Avadhut Sawant - PeerSpot reviewer
Consulting Architect at a computer software company with 10,001+ employees
Vendor
Sep 1, 2023
Ahead of the competition in building data ecosystems, but needs to improve ease-of-use
Pros and Cons
  • "A very valuable feature is the data processing, and the solution is specifically good at using the Spark ecosystem."
  • "Generative AI is catching up in areas like data governance and enterprise flavor. Hence, these are places where Databricks has to be faster."

What is our primary use case?

I worked with Databricks pretty recently. The particular design processes involved in Databricks were also a part of that specific design/architectural process.

We have used the solution for the overall data foundation ecosystem for processing and storage on a Delta format. We have also seen use cases where we were trying to establish advanced analytics models and data sharing where we leverage the Delta Sharing capabilities from Databricks.

What is most valuable?

A very valuable feature is the data processing, and the solution is specifically good at using the Spark ecosystem.

What needs improvement?

There are some aspects of Databricks, like generative AI, where they are positioning things like DALL-E. They're a little bit late to the game, but I think there are some things that they are working on. Generative AI is catching up in areas like data governance and enterprise flavor. Hence, these are places where Databricks has to be faster, and even though they are fast, I'm not sure how they'll catch up and get adopted because there are strong players in the market.

Databricks is coming up with a few good things in terms of integration. But I have to put one point forward that covers multiple aspects, which is the ease of use for the end user while operating this particular tool. For example, a tool like ADS gives you a GUI-based development, which is good for the end user who does development or maintenance. Looking at the complexities of data integration, a GUI might not be easy, but Databricks should embrace something on the graphical user development front because it is currently notebook-driven. Also, in terms of accessing the data for the end user, Databricks has an SQL interface, similar to earlier tools like SQL Management Studio. Since people are mostly comfortable with SSMS already or not, Databricks can build integration to known tools for data access, and that also helps, apart from what they're doing. I would like to see improvements with respect to user enablement, which is a good part of enterprise strategy. I would like to see their integration with a broader ecosystem of products. If you have to do data governance in tools like Microsoft Purview, it's manual and difficult. Now, I'm unsure if that momentum must be from Databricks or Microsoft. But it would be good if Databricks had some open interfaces to share metadata, which could be viewed in tools enabling data governance like Collibra, Purview, or Informatica. The improvement has to do with user and metadata integration for tools.

For how long have I used the solution?

I've worked with Databricks for over five or six years, but it's been on and off.

What do I think about the scalability of the solution?

The solution is scalable. In this particular ecosystem, there is no one else who can catch up with Databricks for now.

How are customer service and support?

Databricks' customer support is very good. They have a lot of ways in which they interact with vendors and service partners across the globe.

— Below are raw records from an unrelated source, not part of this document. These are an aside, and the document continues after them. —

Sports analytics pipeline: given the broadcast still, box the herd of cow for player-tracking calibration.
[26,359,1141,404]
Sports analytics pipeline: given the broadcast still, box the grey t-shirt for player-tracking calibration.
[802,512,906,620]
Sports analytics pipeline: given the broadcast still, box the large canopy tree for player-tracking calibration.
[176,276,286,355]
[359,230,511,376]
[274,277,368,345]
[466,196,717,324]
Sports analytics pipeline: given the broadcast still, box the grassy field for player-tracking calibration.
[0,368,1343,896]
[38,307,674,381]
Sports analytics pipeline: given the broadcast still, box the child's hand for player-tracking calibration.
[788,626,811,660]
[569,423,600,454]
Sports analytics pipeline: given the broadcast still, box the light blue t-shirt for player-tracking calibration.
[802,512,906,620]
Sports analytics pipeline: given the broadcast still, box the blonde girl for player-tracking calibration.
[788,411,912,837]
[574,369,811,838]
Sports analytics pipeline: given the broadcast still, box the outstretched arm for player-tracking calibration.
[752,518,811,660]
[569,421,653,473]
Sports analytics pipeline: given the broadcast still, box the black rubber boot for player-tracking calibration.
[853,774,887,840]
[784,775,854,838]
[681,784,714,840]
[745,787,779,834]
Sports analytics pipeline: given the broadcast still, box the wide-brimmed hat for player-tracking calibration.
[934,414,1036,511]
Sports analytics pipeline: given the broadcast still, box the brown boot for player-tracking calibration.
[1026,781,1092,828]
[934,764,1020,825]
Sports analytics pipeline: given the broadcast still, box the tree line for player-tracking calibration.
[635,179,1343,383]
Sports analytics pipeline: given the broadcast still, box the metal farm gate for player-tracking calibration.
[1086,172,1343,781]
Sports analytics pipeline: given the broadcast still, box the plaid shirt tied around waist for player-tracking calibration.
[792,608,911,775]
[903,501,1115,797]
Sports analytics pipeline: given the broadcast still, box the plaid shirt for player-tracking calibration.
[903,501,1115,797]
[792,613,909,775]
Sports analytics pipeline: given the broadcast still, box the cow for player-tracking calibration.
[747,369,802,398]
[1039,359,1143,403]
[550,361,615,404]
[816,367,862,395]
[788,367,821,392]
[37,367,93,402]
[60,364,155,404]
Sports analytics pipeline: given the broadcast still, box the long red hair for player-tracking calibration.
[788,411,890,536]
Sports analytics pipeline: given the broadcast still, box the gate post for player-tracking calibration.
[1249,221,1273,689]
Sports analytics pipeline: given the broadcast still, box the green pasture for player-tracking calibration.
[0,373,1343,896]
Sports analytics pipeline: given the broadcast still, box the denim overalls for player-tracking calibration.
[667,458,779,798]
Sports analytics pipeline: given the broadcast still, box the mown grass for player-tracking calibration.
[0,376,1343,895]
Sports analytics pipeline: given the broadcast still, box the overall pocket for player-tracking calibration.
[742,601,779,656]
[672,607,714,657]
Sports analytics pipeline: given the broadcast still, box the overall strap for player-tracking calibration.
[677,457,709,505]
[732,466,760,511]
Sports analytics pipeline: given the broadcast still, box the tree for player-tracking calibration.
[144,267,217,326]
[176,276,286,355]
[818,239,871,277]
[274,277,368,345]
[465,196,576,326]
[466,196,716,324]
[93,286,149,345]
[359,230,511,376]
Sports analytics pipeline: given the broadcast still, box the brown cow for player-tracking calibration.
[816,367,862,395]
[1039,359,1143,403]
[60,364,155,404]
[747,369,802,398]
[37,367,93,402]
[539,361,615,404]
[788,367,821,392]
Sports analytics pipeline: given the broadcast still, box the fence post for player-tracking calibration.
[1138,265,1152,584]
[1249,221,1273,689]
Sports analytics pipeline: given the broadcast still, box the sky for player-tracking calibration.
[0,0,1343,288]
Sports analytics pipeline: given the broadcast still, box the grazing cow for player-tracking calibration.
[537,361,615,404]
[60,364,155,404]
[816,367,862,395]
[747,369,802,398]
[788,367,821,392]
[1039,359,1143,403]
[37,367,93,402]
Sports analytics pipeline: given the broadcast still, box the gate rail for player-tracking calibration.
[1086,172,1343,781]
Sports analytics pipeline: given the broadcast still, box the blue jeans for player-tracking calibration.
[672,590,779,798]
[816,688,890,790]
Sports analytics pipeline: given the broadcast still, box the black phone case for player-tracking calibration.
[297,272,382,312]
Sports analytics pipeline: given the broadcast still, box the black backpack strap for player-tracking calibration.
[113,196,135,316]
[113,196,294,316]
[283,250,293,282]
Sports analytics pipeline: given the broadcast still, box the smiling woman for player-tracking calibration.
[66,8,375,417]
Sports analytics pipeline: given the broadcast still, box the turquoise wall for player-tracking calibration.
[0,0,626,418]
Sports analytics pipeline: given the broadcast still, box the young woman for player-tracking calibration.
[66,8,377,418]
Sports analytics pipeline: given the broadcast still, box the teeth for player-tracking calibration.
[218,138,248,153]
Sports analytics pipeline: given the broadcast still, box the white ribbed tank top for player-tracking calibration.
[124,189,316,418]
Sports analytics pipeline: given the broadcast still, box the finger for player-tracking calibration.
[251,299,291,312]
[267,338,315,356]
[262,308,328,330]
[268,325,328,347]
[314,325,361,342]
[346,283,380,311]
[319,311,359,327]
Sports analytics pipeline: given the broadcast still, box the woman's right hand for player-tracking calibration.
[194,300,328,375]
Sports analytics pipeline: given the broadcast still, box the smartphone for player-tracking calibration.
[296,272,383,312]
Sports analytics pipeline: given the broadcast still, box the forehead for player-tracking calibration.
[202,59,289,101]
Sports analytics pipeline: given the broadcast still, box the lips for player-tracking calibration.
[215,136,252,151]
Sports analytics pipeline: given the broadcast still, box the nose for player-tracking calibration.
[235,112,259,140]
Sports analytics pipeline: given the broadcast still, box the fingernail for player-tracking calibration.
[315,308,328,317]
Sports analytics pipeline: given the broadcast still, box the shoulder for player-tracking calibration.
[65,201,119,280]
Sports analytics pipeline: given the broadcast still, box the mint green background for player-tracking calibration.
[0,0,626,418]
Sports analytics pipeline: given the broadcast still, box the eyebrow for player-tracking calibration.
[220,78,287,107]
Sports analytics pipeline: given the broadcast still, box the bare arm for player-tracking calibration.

They have periodic touch-up sessions with vendors, where their engineers answer your questions.

How was the initial setup?

The implementation is not challenging because the solution integrates well with the platforms on which they are established, whether it's Azure, AWS, or GCP. The solution is not difficult to set up, but you'd probably need a technical user to operate it.

It's the same story with maintenance, where you'd need a technically proficient person with programming knowledge to maintain it.

What other advice do I have?

Databricks integrates many enterprise processes because data processing and AIML are a small part of a larger ecosystem. Databricks has been a part of other platforms, and they are trying to establish their platform, which is a good direction.

Most of the capabilities of the underlying platform can be leveraged there. But the setup isn't difficult if the database lacks some capability, you can't find it in the database, or you're not comfortable with a certain feature in the database. It integrates well with the underlying platform. For example, with scheduling, let's say you are uncomfortable with workflow management. You can utilize integrations with EDA for any other tool and probably perform scheduling. Even if what you're trying to do is not easy, it is enabled with integration. Either they build a required feature in their tool later on, like a GUI, or you perform integrations to make the features possible.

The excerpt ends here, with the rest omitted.